Sharma Ravi K, Arbab-Zadeh Armin, Kishi Satoru, Chen Marcus Y, Magalhães Tiago A, George Richard T, Dewey Marc, Rybicki Frank J, Kofoed Klaus F, de Roos Albert, Tan Swee Yaw, Matheson Matthew, Vavere Andrea, Cox Christopher, Clouse Melvin E, Miller Julie M, Brinker Jeffery A, Arai Andrew E, Di Carli Marcelo F, Rochitte Carlos E, Lima Joao A C
Cardiology Division, Department of Medicine, Johns Hopkins Hospital, Baltimore, MD, USA.
National Heart Lung and Blood Institute, National Institutes of Health, Bethesda, MD, USA.
Int J Cardiol. 2015 Dec 15;201:570-7. doi: 10.1016/j.ijcard.2015.05.110. Epub 2015 May 19.
Myocardial CT perfusion (CTP) has been validated as an incremental diagnostic predictor over coronary computed tomography angiography (CTA) in assessing hemodynamically significant stenosis.
To assess the diagnostic performance of CTA and CTP alone versus combined CTA-CTP stratified by Morise's pre-test probability and coronary artery calcium (CAC, Agatston) score.
381 individuals (153 low/intermediate-risk for CAD, 83 high-risk, 145 known CAD) were further stratified based on CAC score cut-offs of 1-399 and ≥400. Area under the curve for receiver operating characteristics (AUC) was calculated to assess the diagnostic performance. Reference standards were QCA≥50% stenosis+corresponding SPECT summed stress score ≥1.
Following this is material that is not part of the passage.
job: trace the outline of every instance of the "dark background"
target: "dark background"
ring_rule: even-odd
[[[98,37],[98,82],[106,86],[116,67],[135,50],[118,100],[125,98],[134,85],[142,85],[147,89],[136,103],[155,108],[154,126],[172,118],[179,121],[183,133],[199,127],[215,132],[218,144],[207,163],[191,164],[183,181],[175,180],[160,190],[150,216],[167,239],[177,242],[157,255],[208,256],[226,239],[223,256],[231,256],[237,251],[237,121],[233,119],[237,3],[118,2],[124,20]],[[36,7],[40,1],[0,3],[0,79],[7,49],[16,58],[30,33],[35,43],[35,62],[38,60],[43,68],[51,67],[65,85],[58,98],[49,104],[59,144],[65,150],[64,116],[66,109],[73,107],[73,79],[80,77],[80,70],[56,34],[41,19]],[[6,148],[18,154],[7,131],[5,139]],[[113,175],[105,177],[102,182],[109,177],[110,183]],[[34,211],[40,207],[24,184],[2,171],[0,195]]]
In both pre-test risk groups with an Agatston score of 1-399, AUCs of CTA-CTP were not significantly different than that from CTA alone. In the low/intermediate-risk group with CAC score 1-399, AUC for CTA-CTP (89) was higher than that for CTP (76, p=0.003) alone. In the same group with CAC score ≥400, AUCs were higher for CTA-CTP (97) than that for CTA (88, p=0.030) and CTP (83, p=0.033). In high risk/known CAD patients with CAC 1-399, diagnostic performance for CTA-CTP (77) was superior to CTP (71, p=0.037) alone. In the high risk/known CAD group with CAC score ≥400, AUCs for combined imaging were higher (86) than that for CTA (75, p<0.001) as well as CTP (78, p=0.020).
The incremental diagnostic accuracy of CTP over CTA persists in patients across severity spectra of pre-test probability of CAD and coronary artery calcification. In patients with severe coronary calcification (CAC score≥400), combined CTA-CTP has better diagnostic accuracy than CTA and CTP alone.
心肌CT灌注成像(CTP)已被证实,在评估血流动力学显著狭窄方面,是一种优于冠状动脉CT血管造影(CTA)的增量诊断预测指标。
根据Morise的预测试概率和冠状动脉钙化(CAC,阿加斯顿评分)分层,评估单独CTA和CTP以及联合CTA-CTP的诊断性能。
381例个体(153例CAD低/中度风险、83例高风险、145例已知CAD)根据CAC评分截断值1-399和≥400进一步分层。计算受试者操作特征曲线下面积(AUC)以评估诊断性能。参考标准为定量冠状动脉造影(QCA)≥50%狭窄+相应的单光子发射计算机断层扫描(SPECT)总应力评分≥1。
在阿加斯顿评分为1-399的两个预测试风险组中,CTA-CTP的AUC与单独CTA的AUC无显著差异。在CAC评分为1-399的低/中度风险组中,CTA-CTP的AUC(89)高于单独CTP的AUC(76,p=0.003)。在同一组中,CAC评分≥400时,CTA-CTP的AUC(97)高于CTA(88,p=0.030)和CTP(83,p=0.033)。在CAC为1-399的高风险/已知CAD患者中,CTA-CTP的诊断性能(77)优于单独CTP(71,p=0.037)。在CAC评分≥400的高风险/已知CAD组中,联合成像的AUC(86)高于CTA(75,p<0.001)和CTP(78,p=0.020)。
在CAD预测试概率和冠状动脉钙化严重程度谱的患者中,CTP相对于CTA的增量诊断准确性仍然存在。在严重冠状动脉钙化(CAC评分≥400)的患者中,联合CTA-CTP比单独CTA和CTP具有更好的诊断准确性。